Single Cell RNA-Sequencing of Human Limb Skeletal Muscle across Development and Myogenic Culture from Pluripotent Stem Cells

The developmental trajectory of human skeletal myogenesis and the transition between progenitor and stem cell states are unclear. To address this, we employed single cell RNA-sequencing to profile human skeletal muscle tissues from embryonic, fetal and postnatal stages. In silico, we identified myogenic as well as other cell types and constructed a “roadmap” of human skeletal muscle ontogeny across development. In a similar fashion, we also profiled the heterogeneous cell cultures generated from multiple human pluripotent stem cell (hPSC) myogenic differentiation protocols, and mapped hPSC-derived myogenic progenitors to an embryonic-to-fetal transition period. Additionally, we found differentially enriched biological processes and discovered co-regulated gene networks and transcription factors present at distinct myogenic stages. In summary, this work serves as a resource for advancing our knowledge of human myogenesis. It also provides a tool for better characterization and understanding of hPSC-derived myogenic progenitors for translational applications in skeletal muscle based regenerative medicine.
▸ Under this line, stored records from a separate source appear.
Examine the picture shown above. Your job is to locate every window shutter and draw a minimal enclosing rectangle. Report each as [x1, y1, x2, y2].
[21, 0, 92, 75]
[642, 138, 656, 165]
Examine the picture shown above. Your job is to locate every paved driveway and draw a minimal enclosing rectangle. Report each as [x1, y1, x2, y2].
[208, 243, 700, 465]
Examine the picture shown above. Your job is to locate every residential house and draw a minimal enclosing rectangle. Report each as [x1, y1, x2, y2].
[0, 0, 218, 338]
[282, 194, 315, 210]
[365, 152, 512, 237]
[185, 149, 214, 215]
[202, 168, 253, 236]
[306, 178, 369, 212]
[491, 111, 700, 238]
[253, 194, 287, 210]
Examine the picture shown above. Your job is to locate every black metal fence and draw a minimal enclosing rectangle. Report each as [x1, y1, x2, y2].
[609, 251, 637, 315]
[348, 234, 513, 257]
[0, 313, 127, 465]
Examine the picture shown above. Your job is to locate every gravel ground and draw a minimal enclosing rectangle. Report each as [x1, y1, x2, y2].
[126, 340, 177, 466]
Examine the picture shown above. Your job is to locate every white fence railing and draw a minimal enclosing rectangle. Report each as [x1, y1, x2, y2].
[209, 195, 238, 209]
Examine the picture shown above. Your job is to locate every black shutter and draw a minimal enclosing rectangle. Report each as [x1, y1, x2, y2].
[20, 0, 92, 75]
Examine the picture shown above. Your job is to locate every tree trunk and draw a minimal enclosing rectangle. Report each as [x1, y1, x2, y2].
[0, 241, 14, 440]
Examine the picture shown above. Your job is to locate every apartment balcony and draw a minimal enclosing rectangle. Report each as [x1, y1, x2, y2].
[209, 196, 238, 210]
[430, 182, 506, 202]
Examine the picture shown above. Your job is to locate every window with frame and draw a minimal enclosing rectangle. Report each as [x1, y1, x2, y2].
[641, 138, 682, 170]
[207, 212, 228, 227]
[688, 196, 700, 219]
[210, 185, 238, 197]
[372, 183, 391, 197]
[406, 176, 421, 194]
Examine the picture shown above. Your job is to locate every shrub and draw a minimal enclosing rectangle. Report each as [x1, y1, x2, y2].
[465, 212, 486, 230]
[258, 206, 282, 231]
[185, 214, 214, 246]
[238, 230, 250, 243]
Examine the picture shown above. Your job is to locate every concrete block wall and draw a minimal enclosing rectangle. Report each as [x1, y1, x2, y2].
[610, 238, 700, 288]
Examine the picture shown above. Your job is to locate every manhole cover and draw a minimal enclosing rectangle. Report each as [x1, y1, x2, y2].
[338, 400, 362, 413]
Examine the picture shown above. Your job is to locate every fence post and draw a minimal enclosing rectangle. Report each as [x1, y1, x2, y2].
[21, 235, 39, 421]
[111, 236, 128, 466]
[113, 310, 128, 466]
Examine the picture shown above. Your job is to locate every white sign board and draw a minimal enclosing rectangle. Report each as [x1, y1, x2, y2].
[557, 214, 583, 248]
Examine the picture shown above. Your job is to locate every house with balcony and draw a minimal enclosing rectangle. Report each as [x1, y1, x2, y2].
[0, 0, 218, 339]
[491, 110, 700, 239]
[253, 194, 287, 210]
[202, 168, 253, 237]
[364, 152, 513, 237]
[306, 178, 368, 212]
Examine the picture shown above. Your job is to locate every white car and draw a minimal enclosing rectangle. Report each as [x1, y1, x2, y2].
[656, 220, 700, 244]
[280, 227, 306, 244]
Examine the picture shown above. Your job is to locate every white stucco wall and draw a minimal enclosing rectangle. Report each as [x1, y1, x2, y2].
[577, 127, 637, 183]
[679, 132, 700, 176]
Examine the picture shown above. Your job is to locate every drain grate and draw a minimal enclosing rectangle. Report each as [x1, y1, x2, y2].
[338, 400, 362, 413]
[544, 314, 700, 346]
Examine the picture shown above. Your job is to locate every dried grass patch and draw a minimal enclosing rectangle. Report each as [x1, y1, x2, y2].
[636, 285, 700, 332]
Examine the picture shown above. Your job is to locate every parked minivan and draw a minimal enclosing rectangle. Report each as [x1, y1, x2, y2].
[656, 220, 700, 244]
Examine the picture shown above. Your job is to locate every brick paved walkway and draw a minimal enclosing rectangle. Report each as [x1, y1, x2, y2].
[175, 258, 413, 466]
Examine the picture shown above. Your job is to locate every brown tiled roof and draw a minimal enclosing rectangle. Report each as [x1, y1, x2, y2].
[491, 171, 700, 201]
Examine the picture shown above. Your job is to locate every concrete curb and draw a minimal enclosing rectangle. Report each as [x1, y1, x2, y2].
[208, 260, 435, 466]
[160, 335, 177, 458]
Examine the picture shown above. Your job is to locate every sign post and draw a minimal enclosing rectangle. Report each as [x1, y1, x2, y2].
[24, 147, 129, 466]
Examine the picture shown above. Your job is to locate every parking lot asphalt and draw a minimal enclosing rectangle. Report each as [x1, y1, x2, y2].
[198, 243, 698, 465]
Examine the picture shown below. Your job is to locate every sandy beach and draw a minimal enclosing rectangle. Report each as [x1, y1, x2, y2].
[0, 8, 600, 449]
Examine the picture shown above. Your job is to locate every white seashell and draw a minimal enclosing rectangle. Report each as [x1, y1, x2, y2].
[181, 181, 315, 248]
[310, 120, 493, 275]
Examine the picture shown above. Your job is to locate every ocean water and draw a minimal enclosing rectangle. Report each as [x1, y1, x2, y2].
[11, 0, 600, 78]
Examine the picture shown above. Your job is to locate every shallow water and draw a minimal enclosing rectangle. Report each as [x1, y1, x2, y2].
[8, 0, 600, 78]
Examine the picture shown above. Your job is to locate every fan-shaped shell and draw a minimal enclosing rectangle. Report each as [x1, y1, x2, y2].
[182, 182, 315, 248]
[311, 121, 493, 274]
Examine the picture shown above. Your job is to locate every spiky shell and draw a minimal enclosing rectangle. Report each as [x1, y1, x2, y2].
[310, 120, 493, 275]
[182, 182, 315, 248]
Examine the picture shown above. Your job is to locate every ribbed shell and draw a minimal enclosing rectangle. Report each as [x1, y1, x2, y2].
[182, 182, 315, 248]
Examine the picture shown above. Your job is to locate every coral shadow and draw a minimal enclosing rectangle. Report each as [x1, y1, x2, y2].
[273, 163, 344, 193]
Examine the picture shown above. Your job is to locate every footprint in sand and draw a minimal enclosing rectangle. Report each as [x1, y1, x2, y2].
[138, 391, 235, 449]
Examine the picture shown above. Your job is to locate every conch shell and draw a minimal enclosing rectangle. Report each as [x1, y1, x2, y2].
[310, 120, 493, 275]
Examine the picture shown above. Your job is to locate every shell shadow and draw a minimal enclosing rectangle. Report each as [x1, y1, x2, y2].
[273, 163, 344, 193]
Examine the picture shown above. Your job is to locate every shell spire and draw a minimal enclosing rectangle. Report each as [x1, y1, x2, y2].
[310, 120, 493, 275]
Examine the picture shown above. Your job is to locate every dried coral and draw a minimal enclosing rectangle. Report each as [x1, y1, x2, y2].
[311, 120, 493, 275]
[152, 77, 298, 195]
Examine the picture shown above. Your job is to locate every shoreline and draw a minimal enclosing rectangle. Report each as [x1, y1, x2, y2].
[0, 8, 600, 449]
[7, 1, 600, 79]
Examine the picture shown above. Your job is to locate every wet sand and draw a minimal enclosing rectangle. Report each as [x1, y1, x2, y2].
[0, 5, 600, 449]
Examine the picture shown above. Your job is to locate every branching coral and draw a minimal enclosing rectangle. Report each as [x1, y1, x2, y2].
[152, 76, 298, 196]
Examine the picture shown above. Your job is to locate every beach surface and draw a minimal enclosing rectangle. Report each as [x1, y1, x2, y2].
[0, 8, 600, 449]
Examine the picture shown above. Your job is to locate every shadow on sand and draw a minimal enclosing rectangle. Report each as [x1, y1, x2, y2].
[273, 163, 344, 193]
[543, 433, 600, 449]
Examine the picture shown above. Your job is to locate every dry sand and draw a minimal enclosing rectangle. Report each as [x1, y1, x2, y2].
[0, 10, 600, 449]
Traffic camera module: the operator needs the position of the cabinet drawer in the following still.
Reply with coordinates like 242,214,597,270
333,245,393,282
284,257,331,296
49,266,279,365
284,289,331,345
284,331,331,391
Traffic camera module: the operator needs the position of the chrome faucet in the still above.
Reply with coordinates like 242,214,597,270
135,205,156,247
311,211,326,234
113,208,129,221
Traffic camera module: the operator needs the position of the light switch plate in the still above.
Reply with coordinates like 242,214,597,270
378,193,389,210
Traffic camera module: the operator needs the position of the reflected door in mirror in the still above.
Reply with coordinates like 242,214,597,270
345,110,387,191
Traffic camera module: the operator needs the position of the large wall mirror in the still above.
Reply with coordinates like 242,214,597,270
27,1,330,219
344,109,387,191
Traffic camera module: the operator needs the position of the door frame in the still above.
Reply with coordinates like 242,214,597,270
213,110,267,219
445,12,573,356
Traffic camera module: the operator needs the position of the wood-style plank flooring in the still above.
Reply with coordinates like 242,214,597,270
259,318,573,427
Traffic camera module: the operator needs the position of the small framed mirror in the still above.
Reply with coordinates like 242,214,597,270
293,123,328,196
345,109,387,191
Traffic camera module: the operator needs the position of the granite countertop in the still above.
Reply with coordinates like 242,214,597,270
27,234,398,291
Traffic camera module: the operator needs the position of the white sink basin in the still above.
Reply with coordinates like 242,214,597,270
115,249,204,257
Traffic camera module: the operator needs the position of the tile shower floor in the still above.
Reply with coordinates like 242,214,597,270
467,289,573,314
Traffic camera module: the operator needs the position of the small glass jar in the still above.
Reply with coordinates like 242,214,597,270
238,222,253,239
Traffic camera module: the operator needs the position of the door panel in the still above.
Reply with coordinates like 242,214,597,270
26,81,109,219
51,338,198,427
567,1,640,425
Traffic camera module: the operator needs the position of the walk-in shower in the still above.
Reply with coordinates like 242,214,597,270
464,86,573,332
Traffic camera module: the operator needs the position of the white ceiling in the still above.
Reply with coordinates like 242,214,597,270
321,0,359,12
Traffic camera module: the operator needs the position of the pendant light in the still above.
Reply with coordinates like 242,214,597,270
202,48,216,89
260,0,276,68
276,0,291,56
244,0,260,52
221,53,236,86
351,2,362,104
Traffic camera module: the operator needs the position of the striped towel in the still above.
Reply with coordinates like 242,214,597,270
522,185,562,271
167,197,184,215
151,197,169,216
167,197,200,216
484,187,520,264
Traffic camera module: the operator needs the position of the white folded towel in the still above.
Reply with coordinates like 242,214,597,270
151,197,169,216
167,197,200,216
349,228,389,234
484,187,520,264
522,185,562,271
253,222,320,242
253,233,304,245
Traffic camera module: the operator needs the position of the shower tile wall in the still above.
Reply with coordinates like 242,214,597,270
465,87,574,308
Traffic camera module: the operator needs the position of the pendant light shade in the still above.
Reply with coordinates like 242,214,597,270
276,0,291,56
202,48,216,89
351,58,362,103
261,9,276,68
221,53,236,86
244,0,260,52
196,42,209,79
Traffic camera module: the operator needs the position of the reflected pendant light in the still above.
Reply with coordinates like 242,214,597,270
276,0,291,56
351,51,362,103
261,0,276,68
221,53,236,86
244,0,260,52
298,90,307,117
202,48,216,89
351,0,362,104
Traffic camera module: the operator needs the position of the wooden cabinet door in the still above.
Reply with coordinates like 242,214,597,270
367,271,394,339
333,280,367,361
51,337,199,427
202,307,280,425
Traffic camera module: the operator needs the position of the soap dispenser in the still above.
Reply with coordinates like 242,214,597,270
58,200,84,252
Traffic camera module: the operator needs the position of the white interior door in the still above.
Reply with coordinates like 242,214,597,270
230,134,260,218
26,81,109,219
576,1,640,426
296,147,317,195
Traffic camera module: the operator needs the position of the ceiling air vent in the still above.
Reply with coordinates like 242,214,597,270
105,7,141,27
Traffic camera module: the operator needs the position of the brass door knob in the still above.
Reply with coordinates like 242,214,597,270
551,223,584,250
Whole hindlimbs or hindlimb skeletal muscle tissues were obtained from human prenatal development up to 18 weeks as well as juveniles and adults. Dissociated cells were subjected to single cell RNA-sequencing (scRNA-seq) via the Drop-seq method (Macosko et al., Cell, 2015) without or with minimal enrichment. Similarly, myogenic cultures from three human pluripotent stem cell (hPSC) differentiation protocols (Xi et al., Cell Rep, 2017; Chal et al., Nat Biotechnol, 2015; Shelton et al., Stem Cell Rep, 2014) were also subjected to scRNA-seq/Drop-seq. Single cells from the whole tissues/cultures were analyzed using the Seurat package in R to explore the broad cell types present. The skeletal myogenic populations were subset and reanalyzed to identify myogenic subpopulations. Skeletal muscle stem and progenitor cells from in vivo tissues were computationally purified and assembled to construct a trajectory of human myogenesis, and progenitor cells derived from hPSCs in vitro were aligned to the trajectory to determine their developmental identities.